18.     Part 3 of the Agreements Act s13(1) states:

”Overall calculation process

(1)      A person's international agreement portability rate is worked out as follows:

(a) the period of the person's Australian working life residence in Australia (the residence period) is worked out according to Division 2;

(b) the person's residence factor is worked out according to Division 3;

(c) the person's notional agreement pension rate is worked out by calculating the rate that would be the person's social security payment rate if this section did not apply to the person but taking into account section 14;

(d) if the person's notional agreement pension rate is nil, the international agreement portability rate is also nil;

(e) if the person's notional agreement pension rate is not nil, add the additional child amount or amounts (that are applicable in accordance with section 14A) to the person's notional agreement pension rate. This new amount is the person's total notional rate;

(f) multiply the person's total notional rate by the person's residence factor: the result is the person's international agreement portability rate.”

19.     Section 14(1) of the Agreements Act says:

“(1)  If a scheduled international social security agreement provides that certain amounts are to be treated as income of a person—those amounts are to be treated as income of the person for the purposes of this Part.”

20.     Information obtained by the respondent from the Austrian pension authority disclosed that the applicant is receiving an Austrian pension of 1308.16 euros per month.    There are no provisions in the Agreement to exclude the applicant’s Austrian pension from the assessment income.

21. Section 8(1) of the Act says that “income” in relation to a persons means:

“(a) an income amount earned, derived or received by the person for the person's own use or benefit.”

The section also states that “income amount” means:

“(a) valuable consideration.”

22. In brief, s8 of the Act applies and the Austrian pension payments received by the applicant are an income amount by way of moneys. As these income amounts are received by the applicant for his own use or benefit, his Austrian pension payments are income and therefore ordinary income for the purposes of the Social Security Law.

23.     Austrian pensions are paid 14 times per year, therefore, the applicant’s Australian pension per annum amounted 18314.24 euro per annum (i.e. 1308.16 x 14).

24. Section 1100 of the Act requires that payments made to a person in a foreign country are converted to Australian dollars. The exchange rate effective under s1100 of the Act from 1 October 2002 was 0.5737.

25.     Section 55 of the Act states:

“(a)  if the person is not permanently blind—using Pension Rate Calculator A at the end of section 1064 (see Part 3.2)”

26. There was no evidence that the applicant is blind, therefore the appropriate rate calculator is in s1064 of the Act.

27. Section 1064 sets out the steps required to apply the income test and calculate whether the applicant is entitled to a pension.

28.     The respondent contended that under s1064-A1 Steps 11-12, the applicant’s rate of pension was nil and produced rate calculations for the applicant from 1 October 2002 to 1 May 2003 showing that from 1 October 2002 the applicant’s income had precluded him from an entitlement to age pension.
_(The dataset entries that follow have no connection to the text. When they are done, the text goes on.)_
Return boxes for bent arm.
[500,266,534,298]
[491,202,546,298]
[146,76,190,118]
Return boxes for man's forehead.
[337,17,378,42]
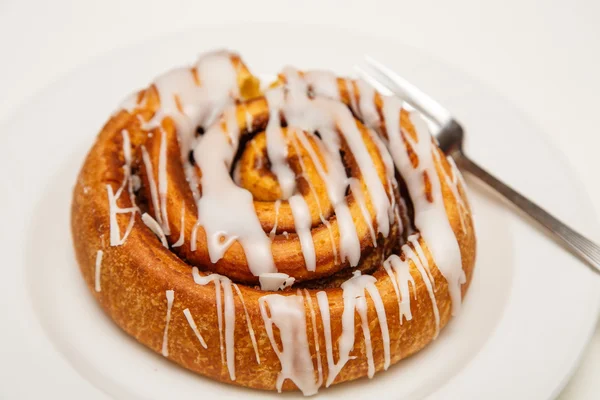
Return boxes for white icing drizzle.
[162,290,175,357]
[289,194,317,271]
[142,213,169,249]
[232,283,260,364]
[172,204,185,247]
[156,129,171,235]
[192,267,235,381]
[401,235,440,339]
[317,271,390,387]
[106,129,139,246]
[293,130,350,266]
[383,254,417,325]
[192,112,277,276]
[407,235,435,289]
[142,145,162,226]
[271,68,390,265]
[298,289,323,387]
[269,200,281,240]
[258,272,296,291]
[94,250,104,292]
[183,308,208,349]
[383,97,464,315]
[258,294,319,396]
[291,131,338,264]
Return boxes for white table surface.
[0,0,600,400]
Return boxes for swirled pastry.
[71,51,475,395]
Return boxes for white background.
[0,0,600,400]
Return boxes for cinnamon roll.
[71,51,475,395]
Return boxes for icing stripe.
[183,308,208,349]
[162,290,175,357]
[94,250,104,292]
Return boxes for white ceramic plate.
[0,25,600,399]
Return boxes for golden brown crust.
[71,56,475,390]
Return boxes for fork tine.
[363,55,452,126]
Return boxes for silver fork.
[356,56,600,274]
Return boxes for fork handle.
[452,152,600,274]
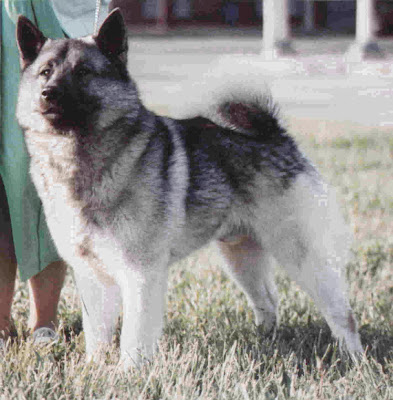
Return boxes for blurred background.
[108,0,393,36]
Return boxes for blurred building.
[107,0,393,35]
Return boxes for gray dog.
[17,10,362,365]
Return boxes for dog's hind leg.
[74,269,121,360]
[217,236,278,331]
[270,180,363,355]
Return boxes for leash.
[93,0,101,35]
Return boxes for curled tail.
[212,93,284,137]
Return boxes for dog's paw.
[255,308,277,333]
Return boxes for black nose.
[41,86,60,101]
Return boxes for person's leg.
[0,178,17,339]
[29,261,67,332]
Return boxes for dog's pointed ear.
[94,8,128,63]
[16,15,46,69]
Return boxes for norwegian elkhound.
[17,10,362,365]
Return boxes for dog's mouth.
[41,106,64,120]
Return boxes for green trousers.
[0,0,64,281]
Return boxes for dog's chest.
[28,135,124,284]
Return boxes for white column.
[304,0,315,32]
[156,0,168,33]
[262,0,294,59]
[347,0,383,61]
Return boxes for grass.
[0,120,393,400]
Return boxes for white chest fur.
[26,134,118,284]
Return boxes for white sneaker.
[32,327,59,345]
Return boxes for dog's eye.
[40,68,51,77]
[76,67,92,78]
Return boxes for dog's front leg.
[119,266,168,368]
[74,268,121,360]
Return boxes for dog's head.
[17,9,135,131]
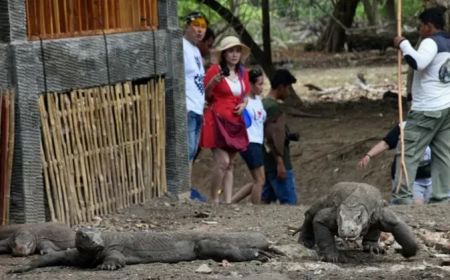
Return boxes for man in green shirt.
[262,69,298,204]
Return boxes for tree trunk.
[362,0,378,26]
[384,0,397,21]
[318,0,359,52]
[261,0,273,69]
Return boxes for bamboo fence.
[39,78,166,225]
[0,90,14,225]
[26,0,159,40]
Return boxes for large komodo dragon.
[10,229,270,273]
[0,223,75,257]
[298,182,418,262]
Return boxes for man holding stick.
[392,7,450,204]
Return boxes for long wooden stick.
[395,0,409,193]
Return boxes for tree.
[197,0,275,77]
[318,0,359,52]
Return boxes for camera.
[287,133,300,142]
[221,67,230,77]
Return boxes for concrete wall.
[0,0,188,222]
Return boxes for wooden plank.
[39,95,66,223]
[134,85,145,203]
[97,87,117,213]
[53,93,83,225]
[4,90,15,223]
[150,0,159,28]
[144,80,153,200]
[70,90,94,221]
[59,0,70,33]
[64,93,87,221]
[51,0,61,34]
[104,85,124,209]
[158,77,167,196]
[0,91,4,225]
[124,82,138,204]
[47,93,71,223]
[115,84,128,208]
[102,0,110,29]
[86,88,108,215]
[74,0,84,34]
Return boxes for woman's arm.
[203,64,223,100]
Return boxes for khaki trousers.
[392,108,450,204]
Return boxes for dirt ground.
[0,52,450,280]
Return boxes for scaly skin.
[10,230,270,273]
[298,182,418,262]
[0,223,75,256]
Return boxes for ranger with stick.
[393,7,450,204]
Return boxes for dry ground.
[0,52,450,280]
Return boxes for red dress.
[200,64,250,149]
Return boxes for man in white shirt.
[393,8,450,204]
[183,12,207,163]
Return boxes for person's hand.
[211,72,223,86]
[394,36,406,49]
[234,103,245,115]
[358,154,370,168]
[277,158,287,180]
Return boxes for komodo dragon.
[10,229,270,273]
[297,182,418,262]
[0,223,75,257]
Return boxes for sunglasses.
[249,67,263,77]
[190,17,208,29]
29.     Under s13(1) of the Agreements Act the applicant’s notional agreement pension rate is nil, and consequently his international agreement portability rate is nil.

30. Under s44 of the Act as the applicant’s rate of age pension is nil, an age pension is not payable to the applicant.

Decision

31.     The decision under review is affirmed.

I certify that the 31 preceding paragraphs are a true copy of the reasons for the decision herein of Miss Mary Imlach (Senior Member)

Signed: K L Miller (Administrative Assistant)

Date/s of Hearing  Matter decided on the papers.